(достокгольмское)

В семь часов утра город Хельсинки выскоблен дождем и золотист; в семь часов утра крошечные соленые катерки привозят копченую рыбу на главную пристань; в семь часов утра мальчики в смешных цветастых шапочках гуляют с огромными лохматыми собаками; мокрые желтые листья по колено.
У меня оставалось девять часов на этот город - свист чаячьих крыльев в рассветном воздухе, скалистые тропинки, сонный прибой - я брела куда-то по линии моря и кормила чаек шоколадным печеньем.
(черт, все время упускаю минуту, когда в первой солнечной пыльце звонкие хулиганистые чайки превращаются в молчаливых городских жителей, но иногда успеваю заметить почти прозрачное перо на чьем-то вязаном шерстяном рукаве).
Под вечер мой корабль закрыл собой горизонт, я мучительно хотела спать, гигантский плюшевый муми-тролль обнял меня на входе - толстый белый мягкий живот, как я хочу спать, сколько километров сегодня пешком, сколько листьев под ногами, утром я проснусь в стокгольмских шхерах.

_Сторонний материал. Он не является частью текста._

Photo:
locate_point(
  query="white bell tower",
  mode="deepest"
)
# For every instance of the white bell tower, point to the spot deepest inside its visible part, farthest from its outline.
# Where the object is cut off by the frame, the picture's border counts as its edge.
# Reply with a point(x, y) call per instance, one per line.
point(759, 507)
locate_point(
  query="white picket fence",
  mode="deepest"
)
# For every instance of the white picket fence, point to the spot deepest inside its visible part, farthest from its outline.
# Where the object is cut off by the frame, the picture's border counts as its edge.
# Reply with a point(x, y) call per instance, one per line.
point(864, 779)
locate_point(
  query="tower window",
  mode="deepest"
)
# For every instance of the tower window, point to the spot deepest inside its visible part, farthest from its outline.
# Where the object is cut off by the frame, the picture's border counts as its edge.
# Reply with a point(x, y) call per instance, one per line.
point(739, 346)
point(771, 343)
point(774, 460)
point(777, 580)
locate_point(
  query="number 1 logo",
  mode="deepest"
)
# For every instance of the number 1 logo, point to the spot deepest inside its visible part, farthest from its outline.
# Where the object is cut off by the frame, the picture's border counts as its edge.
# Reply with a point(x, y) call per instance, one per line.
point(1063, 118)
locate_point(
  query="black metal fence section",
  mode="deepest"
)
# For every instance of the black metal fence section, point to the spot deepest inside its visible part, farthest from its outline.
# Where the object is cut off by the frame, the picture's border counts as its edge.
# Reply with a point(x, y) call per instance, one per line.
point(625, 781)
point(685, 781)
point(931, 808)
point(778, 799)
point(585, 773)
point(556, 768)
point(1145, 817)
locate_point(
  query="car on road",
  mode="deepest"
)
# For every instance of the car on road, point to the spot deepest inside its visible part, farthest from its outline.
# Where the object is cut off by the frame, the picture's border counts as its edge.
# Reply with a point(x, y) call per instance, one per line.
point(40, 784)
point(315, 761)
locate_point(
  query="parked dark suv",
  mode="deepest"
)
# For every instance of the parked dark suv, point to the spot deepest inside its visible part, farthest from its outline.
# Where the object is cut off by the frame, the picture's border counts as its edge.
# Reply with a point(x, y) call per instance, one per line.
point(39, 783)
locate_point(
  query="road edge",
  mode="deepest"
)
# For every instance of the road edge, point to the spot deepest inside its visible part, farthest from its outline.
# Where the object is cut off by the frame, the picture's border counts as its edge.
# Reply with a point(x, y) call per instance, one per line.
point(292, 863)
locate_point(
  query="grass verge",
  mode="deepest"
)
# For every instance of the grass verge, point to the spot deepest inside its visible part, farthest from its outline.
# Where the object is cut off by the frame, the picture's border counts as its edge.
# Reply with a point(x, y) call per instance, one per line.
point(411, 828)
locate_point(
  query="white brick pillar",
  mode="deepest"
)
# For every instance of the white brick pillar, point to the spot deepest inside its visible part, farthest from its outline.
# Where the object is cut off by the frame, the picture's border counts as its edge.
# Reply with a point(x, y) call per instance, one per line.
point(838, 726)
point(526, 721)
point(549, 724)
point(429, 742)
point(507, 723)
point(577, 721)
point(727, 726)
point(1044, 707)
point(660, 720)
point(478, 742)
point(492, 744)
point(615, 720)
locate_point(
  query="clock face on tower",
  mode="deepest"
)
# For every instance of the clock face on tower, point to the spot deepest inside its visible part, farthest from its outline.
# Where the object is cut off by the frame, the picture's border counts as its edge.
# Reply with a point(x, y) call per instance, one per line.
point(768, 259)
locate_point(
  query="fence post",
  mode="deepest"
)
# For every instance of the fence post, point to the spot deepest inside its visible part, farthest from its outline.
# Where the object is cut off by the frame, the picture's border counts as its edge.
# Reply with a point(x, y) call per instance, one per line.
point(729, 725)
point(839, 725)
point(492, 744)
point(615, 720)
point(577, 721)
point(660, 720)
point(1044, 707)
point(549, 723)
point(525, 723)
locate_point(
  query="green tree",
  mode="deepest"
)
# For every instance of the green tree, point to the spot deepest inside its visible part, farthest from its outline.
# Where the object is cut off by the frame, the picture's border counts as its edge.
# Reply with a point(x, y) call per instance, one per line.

Я читала Набокова в моей уютной каюте - мокрые волосы, две растрепанные косички, старые шорты и майка с мики-маусом; ну нет, - сказали мне, - ночь на siljaline - и просидеть ее в каюте?! Я покорно выбралась из-под одеяла и куда-то отправилась; это, конечно, был триумф - старые шорты, две косички, все шведы на пароме пели мне песенку про Пеппи - här kommer Pippi Långstrump, tjolahopp tjolahej tjolahoppsansa, här kommer Pippi Långstrump ja, här kommer faktiskt jag; море грохотало, шторм и исступление, как бушевал ветер на открытой палубе на двенадцатом этаже моего парома, а потом я пила фисташковый кофе и спала, спала.
Утром я выбралась на палубу в дождь, паром призрачно шел сквозь шхеры - это была совсем другая жизнь.